Already, academics in Australia work under a subtle silencing regime. Emboldened by China’s economic might and President Xi’s muscular nationalism, Chinese students at Australian universities are on the alert for any offence by their teachers. A lecturer who used a map that, if you looked carefully enough, showed Indian rather than Chinese lines in a disputed Himalayan border region was denounced on social media. The lecturer was forced to apologise.

Memo to all staff: In your classes, please acknowledge the validity of any and all Chinese territorial claims.

Reflecting on this new culture of denunciation, Australia’s leading sinologist, Swinburne University’s John Fitzgerald, had argued that “scholarly intimidation” is being imported into Australia under official Communist Party licence in the guise of Chinese patriotism. These trends are eroding the foundational principles of the university, those of free and open inquiry and the contest of ideas. Yet Xi has publicly declared that the CPC is waging a war against Western values, including academic freedom. Until now, we thought that the war was being fought against the spread of Western values in China. Now, the primacy of Western values in the West is being challenged.

Although they deny it, the money that pours into Australian universities from China has an insidious silencing effect. It’s not just the income from student fees (as much as 15-20 per cent of total revenue at some of the leading universities) but cash for Confucius Institutes, multimillion-dollar gifts from Chinese benefactors and scores of lucrative joint research agreements with Chinese universities.

And so, under pressure from Chinese diplomats, the University of Sydney banished the Dalai Lama to an off-campus venue and banned use of the university’s logo at his lecture in 2013. At the prestigious Australian National University, the head of the Chinese students’ association allegedly walked into a busy campus pharmacy in 2016 and angrily pointed to the Epoch Times, the Falun Gong newspaper. He began shouting at the pharmacist, demanding “Who authorised you to distribute this?” Intimidated, the pharmacist removed the offending newspapers. University authorities did nothing.

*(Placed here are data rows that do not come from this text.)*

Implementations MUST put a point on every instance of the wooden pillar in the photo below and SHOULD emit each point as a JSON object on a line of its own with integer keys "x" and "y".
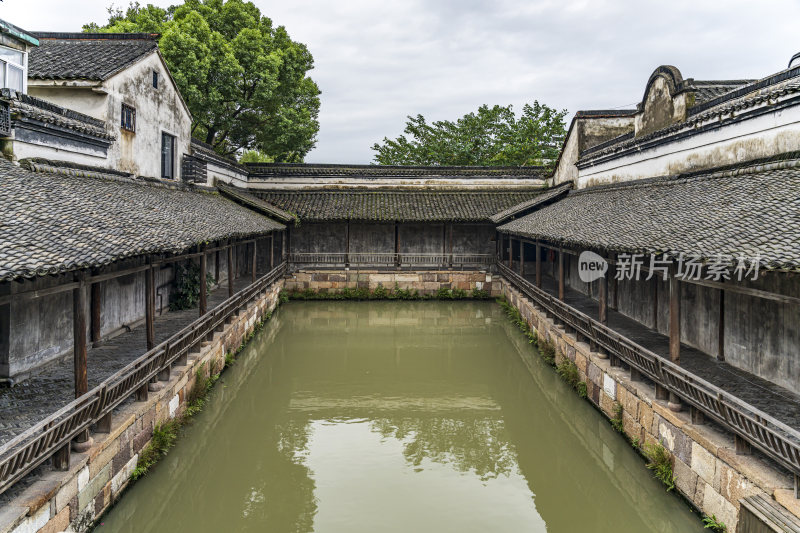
{"x": 96, "y": 307}
{"x": 654, "y": 300}
{"x": 149, "y": 308}
{"x": 79, "y": 337}
{"x": 347, "y": 245}
{"x": 230, "y": 271}
{"x": 721, "y": 345}
{"x": 602, "y": 298}
{"x": 203, "y": 285}
{"x": 271, "y": 250}
{"x": 674, "y": 331}
{"x": 254, "y": 266}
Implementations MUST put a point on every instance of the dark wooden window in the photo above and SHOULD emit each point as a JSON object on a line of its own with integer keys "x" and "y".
{"x": 128, "y": 118}
{"x": 167, "y": 156}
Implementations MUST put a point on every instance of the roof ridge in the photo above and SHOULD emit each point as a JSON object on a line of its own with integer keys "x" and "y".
{"x": 786, "y": 160}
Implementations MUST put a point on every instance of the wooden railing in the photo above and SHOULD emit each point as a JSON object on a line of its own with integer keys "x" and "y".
{"x": 390, "y": 259}
{"x": 776, "y": 439}
{"x": 55, "y": 433}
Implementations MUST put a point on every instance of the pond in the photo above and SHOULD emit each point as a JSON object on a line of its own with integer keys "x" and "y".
{"x": 397, "y": 416}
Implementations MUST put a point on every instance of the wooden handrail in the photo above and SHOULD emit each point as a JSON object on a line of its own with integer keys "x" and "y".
{"x": 35, "y": 445}
{"x": 773, "y": 437}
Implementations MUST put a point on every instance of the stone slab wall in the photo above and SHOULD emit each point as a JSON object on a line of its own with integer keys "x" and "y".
{"x": 76, "y": 498}
{"x": 708, "y": 472}
{"x": 426, "y": 282}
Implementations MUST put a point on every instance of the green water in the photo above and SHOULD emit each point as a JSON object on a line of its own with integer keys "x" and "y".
{"x": 397, "y": 416}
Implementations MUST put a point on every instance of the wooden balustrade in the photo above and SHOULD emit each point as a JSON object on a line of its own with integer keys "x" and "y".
{"x": 37, "y": 444}
{"x": 776, "y": 439}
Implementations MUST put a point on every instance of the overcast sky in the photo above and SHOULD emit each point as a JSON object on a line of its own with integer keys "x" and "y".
{"x": 379, "y": 61}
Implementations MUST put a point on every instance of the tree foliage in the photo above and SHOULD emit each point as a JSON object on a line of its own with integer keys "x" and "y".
{"x": 490, "y": 136}
{"x": 244, "y": 80}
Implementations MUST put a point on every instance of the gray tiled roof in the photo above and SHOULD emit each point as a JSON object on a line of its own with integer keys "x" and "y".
{"x": 736, "y": 101}
{"x": 248, "y": 200}
{"x": 394, "y": 205}
{"x": 293, "y": 170}
{"x": 25, "y": 106}
{"x": 86, "y": 56}
{"x": 517, "y": 210}
{"x": 57, "y": 223}
{"x": 752, "y": 211}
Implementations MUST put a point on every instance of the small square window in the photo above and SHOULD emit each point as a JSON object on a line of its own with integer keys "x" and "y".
{"x": 128, "y": 121}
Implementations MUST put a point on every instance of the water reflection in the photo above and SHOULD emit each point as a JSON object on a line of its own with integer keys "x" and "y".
{"x": 388, "y": 416}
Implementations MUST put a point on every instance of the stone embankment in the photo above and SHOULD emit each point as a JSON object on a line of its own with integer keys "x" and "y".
{"x": 708, "y": 471}
{"x": 76, "y": 498}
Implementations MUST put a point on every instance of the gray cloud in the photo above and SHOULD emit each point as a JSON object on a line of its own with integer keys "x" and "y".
{"x": 377, "y": 62}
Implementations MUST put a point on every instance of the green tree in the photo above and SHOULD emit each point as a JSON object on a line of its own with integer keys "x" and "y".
{"x": 244, "y": 80}
{"x": 490, "y": 136}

Among those most dismayed at the dumping of my book are those Chinese-Australians who settled in this country to escape the strictures of the Communist Party yet feel increasingly alarmed as they see its growing influence here. Over the past 15 to 20 years they have been outnumbered and outspent by pro-Beijing immigrants arriving in Australia, including billionaires with links to the CPC.

In the course of researching my book I spoke to many of those Chinese-Australians. As I formed a picture of their lives, I became offended at the fact that large numbers of Australian citizens live in fear of being pressured and penalised by an autocratic foreign government if they express their political opinions. Anonymous phone callers issue dark warnings to those who step out of line. I heard of a visa being refused to a man wanting to visit his dying mother, and of a brother’s business in China being closed down to punish his relative in Australia.

But never for a moment did I think that the reach of the Chinese government would be used to penalise me. Yet as one of my Chinese-Australian friends reminded me: “We are in the same boat.”

In a coda to this story, my manuscript has now been rejected by an initially enthusiastic university press, ostensibly for the same reason as Allen & Unwin. However, the grapevine tells me that the university became anxious about the river of gold from its Chinese students drying up if it were to publish a book critical of the CPC. To have one’s central thesis vindicated in this way is cold comfort.

Author Bio: Clive Hamilton is professor of public ethics at Charles Sturt University in Canberra. He is seeking a publisher for his book.